Wednesday, August 5, 2015

A Prayer: Stay



Life is a runaway train you can't wait to jump on...

I had a perfect picture of myself at the age 26. In my heart, I knew what I should have had and where I should have been. 

But there are things that are out of my hands. It's like losing complete control of a car's steering wheel. The only decision I was left with was to avoid full impact collision and total destruction. Instead of being in complete control, I was struggling to keep myself as close as possible to the road. It wasn't what I imagined. It wasn't what I planned. 

And despite all the idiocies that rooted from failed relationships, one thing I never lost was the hope of one day having a fulfilling true love. Not familial love. I've had that all my life that it seems a constant I didn't have to worry about. It's not the perfect mentality but it's my mentality. I won't make up any excuse to explain myself. It's just THAT. 

There are beautiful memories that turn bitter in a matter of time. I plant grudges. I don't necessarily nurture them, but yes, I do plant them. Some die eventually in a forgiving environment but some survive. Some survive and become nasty voices in  my head.

One of the most dangerous things you can do to me when I'm angry or sad is to leave me alone with myself. I have to admit, my mind is not the best place to leave me alone with. Years of battling forgiveness disappear, pain and anger flare up easily that it would feel like a fresh wound. 
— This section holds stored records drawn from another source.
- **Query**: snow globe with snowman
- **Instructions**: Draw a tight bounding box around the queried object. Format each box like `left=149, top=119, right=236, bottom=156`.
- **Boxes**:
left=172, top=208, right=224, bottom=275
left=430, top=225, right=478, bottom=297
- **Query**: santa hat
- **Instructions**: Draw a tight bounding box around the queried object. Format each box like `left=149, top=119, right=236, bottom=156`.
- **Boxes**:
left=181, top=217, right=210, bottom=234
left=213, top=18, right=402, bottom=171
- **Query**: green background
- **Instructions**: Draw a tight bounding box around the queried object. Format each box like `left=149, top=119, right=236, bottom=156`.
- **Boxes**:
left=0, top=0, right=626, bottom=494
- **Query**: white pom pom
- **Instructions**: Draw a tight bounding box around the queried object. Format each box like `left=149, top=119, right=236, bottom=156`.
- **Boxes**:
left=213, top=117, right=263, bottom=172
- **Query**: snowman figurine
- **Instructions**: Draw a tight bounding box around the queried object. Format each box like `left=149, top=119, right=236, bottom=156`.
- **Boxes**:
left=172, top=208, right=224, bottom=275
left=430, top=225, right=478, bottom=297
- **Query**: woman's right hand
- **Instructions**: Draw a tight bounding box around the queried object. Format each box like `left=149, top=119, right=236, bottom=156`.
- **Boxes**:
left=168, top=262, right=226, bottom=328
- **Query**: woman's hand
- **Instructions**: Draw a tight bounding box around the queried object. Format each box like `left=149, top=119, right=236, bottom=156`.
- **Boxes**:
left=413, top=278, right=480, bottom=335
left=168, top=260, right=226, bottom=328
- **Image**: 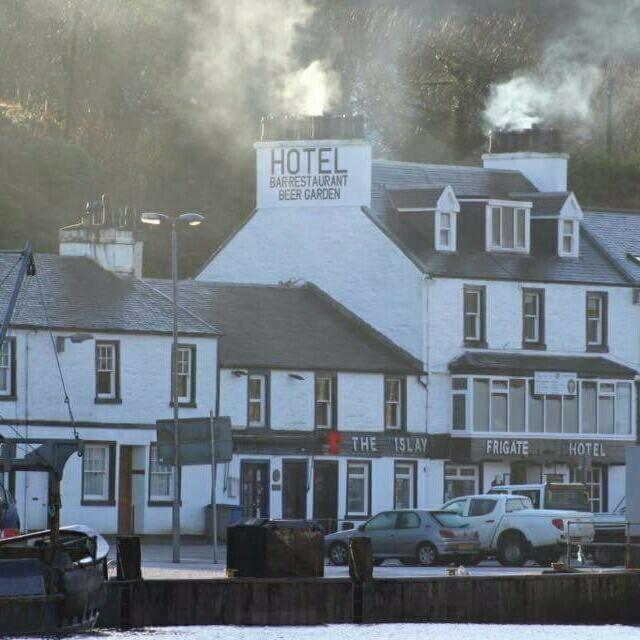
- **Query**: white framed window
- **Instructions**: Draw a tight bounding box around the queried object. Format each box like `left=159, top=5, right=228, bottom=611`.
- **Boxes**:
left=149, top=442, right=173, bottom=502
left=393, top=462, right=417, bottom=509
left=486, top=204, right=530, bottom=253
left=558, top=218, right=580, bottom=258
left=176, top=346, right=195, bottom=404
left=384, top=377, right=404, bottom=429
left=522, top=289, right=544, bottom=347
left=463, top=287, right=485, bottom=343
left=82, top=444, right=111, bottom=502
left=96, top=341, right=119, bottom=400
left=316, top=375, right=335, bottom=429
left=347, top=461, right=371, bottom=516
left=248, top=373, right=267, bottom=427
left=444, top=464, right=478, bottom=502
left=587, top=292, right=607, bottom=349
left=0, top=338, right=14, bottom=396
left=451, top=376, right=635, bottom=436
left=435, top=211, right=456, bottom=251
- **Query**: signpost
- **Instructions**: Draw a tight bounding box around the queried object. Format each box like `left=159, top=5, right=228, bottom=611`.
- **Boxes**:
left=533, top=371, right=578, bottom=396
left=156, top=418, right=233, bottom=564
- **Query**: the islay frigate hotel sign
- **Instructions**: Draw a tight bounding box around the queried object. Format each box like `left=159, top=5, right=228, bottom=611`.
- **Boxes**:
left=255, top=115, right=371, bottom=209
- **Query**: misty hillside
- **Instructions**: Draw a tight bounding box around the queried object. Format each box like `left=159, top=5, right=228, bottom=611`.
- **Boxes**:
left=0, top=0, right=640, bottom=275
But I've learned. I've grown. I've matured. At least that's how I think of myself. I'm more willing to turn around and walk away without putting up a fight. Keeping still was never my best suit, neither was patience. I always prided myself of things I accomplished. I always took care of things that were given to me and I make it a point to try to be grateful all the time. 

One day when I read back, this post would remind me of outdoor inspirations, letters of love, pieces of mementos and very painful memories. Today I make a decision: I don't have to live this way. 

Friends and family always tell me I deserve better. I never believed this. Not as it is. What I knew was that I don't deserve anything I didn't work hard for. For this matter, I worked so hard for this. This was my wake up call that relationships really do need a lot of work. It's time to split the blame for things we can not change. 

Pictures, letters and memories.. a roller coaster ride all down to one box. 

Let's find what it means to be the one who changed her mind and changed her world.